There are also credible reports that, in the next round of budget talks -- remember, Obama went along with a deal requiring at least $1.2 trillion more in cuts or no debt extension -- Obama will agree to an increase in the Medicare age, as well as an adjustment in the cost formula that is a disguised cut in Social Security over time.
Here again, a president with nerve and principle would be taking Republican demands for cuts in Medicare or Medicaid or Social Security and using them as teaching tools.
Last week, Jonathan Alter, a columnist and author of a very friendly and wishful Obama biography, published a column in Bloomberg Businessweek titled, "You Think Obama has been a Bad President? Prove it."
Alter cites the usual alibis -- Republican blockage, the fact that Obama faced a deeper-than-anticipated economic crisis, and so on. He writes: "And if you were president and a group of extremists was pointing a gun at the head of the American economy, what would you have done?"
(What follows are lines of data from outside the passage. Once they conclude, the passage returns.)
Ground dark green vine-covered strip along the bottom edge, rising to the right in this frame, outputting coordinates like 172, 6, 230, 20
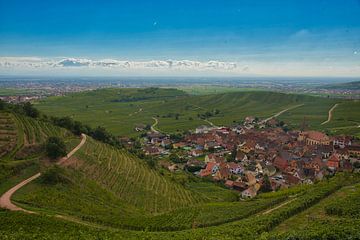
0, 174, 360, 239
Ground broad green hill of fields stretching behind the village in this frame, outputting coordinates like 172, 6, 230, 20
37, 88, 360, 136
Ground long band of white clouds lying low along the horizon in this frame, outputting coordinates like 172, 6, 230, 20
0, 57, 360, 77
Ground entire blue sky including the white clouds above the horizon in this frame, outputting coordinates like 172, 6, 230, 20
0, 0, 360, 77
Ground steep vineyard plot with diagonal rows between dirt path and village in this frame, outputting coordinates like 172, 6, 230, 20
68, 138, 205, 213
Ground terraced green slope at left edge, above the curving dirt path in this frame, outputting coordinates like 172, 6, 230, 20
0, 112, 79, 193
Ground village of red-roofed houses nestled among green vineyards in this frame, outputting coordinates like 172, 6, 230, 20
124, 117, 360, 198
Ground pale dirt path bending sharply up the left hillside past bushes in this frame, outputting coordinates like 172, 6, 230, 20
0, 134, 86, 213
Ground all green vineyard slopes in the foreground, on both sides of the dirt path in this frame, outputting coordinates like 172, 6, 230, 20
0, 107, 360, 239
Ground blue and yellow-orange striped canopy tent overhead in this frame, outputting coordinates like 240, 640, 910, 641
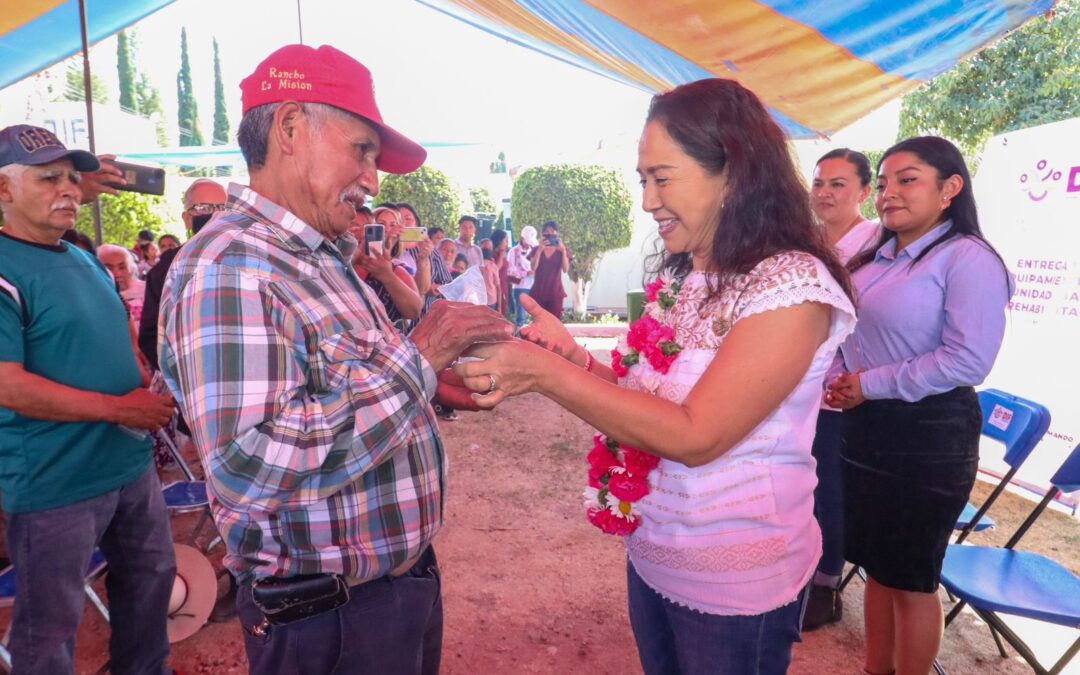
0, 0, 1054, 236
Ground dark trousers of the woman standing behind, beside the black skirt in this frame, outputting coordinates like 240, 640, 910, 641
811, 410, 845, 577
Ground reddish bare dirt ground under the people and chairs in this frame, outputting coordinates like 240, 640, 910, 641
10, 371, 1080, 675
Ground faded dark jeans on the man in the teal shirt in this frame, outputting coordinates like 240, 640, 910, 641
8, 462, 176, 675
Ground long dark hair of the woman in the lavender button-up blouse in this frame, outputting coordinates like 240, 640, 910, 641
848, 136, 1009, 286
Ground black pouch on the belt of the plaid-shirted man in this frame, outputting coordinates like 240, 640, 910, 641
252, 575, 349, 625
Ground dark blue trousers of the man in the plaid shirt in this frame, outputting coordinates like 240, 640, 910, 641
237, 548, 443, 675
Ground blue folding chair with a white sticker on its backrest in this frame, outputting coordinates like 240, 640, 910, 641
956, 389, 1050, 543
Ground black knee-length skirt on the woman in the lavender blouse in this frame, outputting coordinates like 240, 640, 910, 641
841, 387, 983, 593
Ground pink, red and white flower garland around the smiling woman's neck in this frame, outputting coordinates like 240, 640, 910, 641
584, 271, 683, 537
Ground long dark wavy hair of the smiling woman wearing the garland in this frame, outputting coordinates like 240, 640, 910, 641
646, 79, 852, 297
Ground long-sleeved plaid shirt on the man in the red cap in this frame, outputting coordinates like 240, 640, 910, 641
158, 185, 446, 581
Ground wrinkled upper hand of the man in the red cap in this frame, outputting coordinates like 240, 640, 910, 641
409, 301, 514, 372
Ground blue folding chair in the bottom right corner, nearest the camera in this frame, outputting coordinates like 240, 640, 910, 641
935, 445, 1080, 675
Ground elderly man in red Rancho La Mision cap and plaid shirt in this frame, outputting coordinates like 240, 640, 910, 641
159, 45, 512, 675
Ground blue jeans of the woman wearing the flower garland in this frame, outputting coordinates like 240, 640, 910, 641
626, 562, 809, 675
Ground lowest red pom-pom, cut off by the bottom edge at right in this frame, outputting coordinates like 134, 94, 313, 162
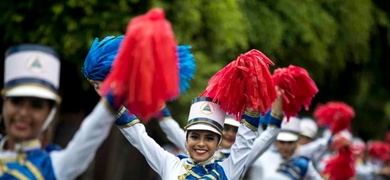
322, 147, 355, 180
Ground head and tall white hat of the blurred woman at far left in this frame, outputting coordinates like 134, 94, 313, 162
2, 44, 61, 149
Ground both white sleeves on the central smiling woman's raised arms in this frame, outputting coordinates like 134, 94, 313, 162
120, 123, 270, 180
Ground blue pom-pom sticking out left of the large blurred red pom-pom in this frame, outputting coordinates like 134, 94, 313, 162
81, 35, 124, 81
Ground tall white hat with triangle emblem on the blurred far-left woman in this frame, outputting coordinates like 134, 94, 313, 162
2, 44, 61, 103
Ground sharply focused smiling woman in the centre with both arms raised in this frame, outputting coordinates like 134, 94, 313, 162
119, 97, 272, 180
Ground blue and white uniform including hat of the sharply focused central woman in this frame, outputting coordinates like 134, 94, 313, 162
120, 98, 278, 180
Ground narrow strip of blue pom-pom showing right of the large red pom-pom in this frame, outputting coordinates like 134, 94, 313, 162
177, 45, 196, 94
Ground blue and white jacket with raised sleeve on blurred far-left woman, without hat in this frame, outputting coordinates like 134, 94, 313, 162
0, 101, 116, 180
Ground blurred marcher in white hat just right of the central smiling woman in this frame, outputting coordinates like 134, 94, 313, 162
247, 117, 322, 180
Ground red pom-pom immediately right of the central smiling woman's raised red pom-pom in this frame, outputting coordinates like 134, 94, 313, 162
272, 65, 318, 120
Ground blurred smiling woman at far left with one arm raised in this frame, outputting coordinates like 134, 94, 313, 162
0, 44, 120, 180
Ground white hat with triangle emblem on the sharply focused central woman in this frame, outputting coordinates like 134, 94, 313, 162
184, 97, 226, 135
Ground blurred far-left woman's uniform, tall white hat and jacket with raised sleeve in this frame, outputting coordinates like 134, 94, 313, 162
0, 44, 116, 180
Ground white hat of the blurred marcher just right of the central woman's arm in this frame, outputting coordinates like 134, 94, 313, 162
276, 117, 301, 141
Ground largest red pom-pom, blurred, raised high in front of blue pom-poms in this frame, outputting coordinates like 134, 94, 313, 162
102, 8, 179, 122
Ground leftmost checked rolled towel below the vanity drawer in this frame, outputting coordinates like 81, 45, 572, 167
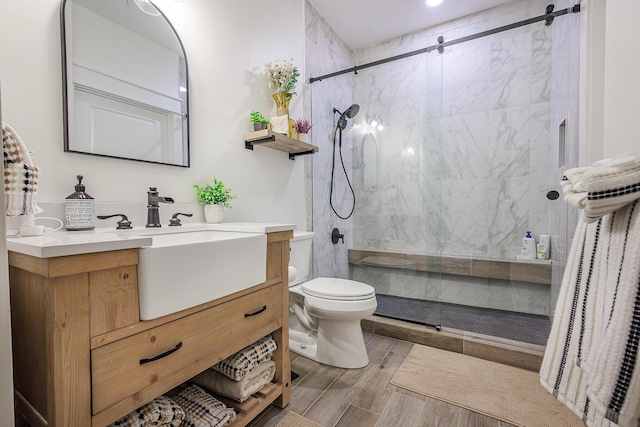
109, 396, 185, 427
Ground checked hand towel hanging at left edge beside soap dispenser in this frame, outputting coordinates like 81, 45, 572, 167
2, 123, 42, 217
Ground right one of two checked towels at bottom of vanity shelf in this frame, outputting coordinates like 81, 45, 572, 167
173, 384, 236, 427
Well, Alter also wrote a book on Franklin Roosevelt, so he should know. You don't keep on preaching sweet reasonableness. You call out the extremists on their sheer craziness and disdain for solving the crisis. And you move public opinion to your side.
What you don't do is meet the opposition 90 percent of the way, put forth your own programs lacking in credibility, much less validate the other side's ideology and talking points. Then maybe your party gains seats rather than suffering a record loss.
Which brings me back to Georgia Works. Last year, the Department of Labor put out an advisory notice clarifying what kind of training programs are consistent with federal minimum-wage laws. Guess what? Georgia Works, and a similar sing-for-your-supper program in New Hampshire, violate the Fair Labor Standards Act by encouraging unemployed people to work for free. The Labor Department, however, has taken no further action and has been prudently silent in the face of Obama's embrace of Georgia Works.
One other depressing detail. The real problem with unemployment insurance is that it fails to provide enough coverage and that state funds are going broke in the face of a prolonged jobs recession.
The idea of tapping these funds, turning unemployment into more of a welfare program, and leaving it to workers to cover more of their own risk of unemployment is a favorite of the Hamilton Project, a creation of former Treasury Secretary Robert Rubin. The Obama staffer promoting Georgia Works as a dandy idea for Obama to embrace is Jason Furman, Rubin protégé and former director of the Hamilton Project.
So in a deepening crisis, feeble center-right policy ideas from the White House rendezvous with a president temperamentally unwilling to fight for principles -- that are themselves increasingly murky.
The result: a Republican Party whose actual views on key issues represent maybe 25 percent of Americans keeps blocking the president, and may well sweep the next election in spite of its extremism.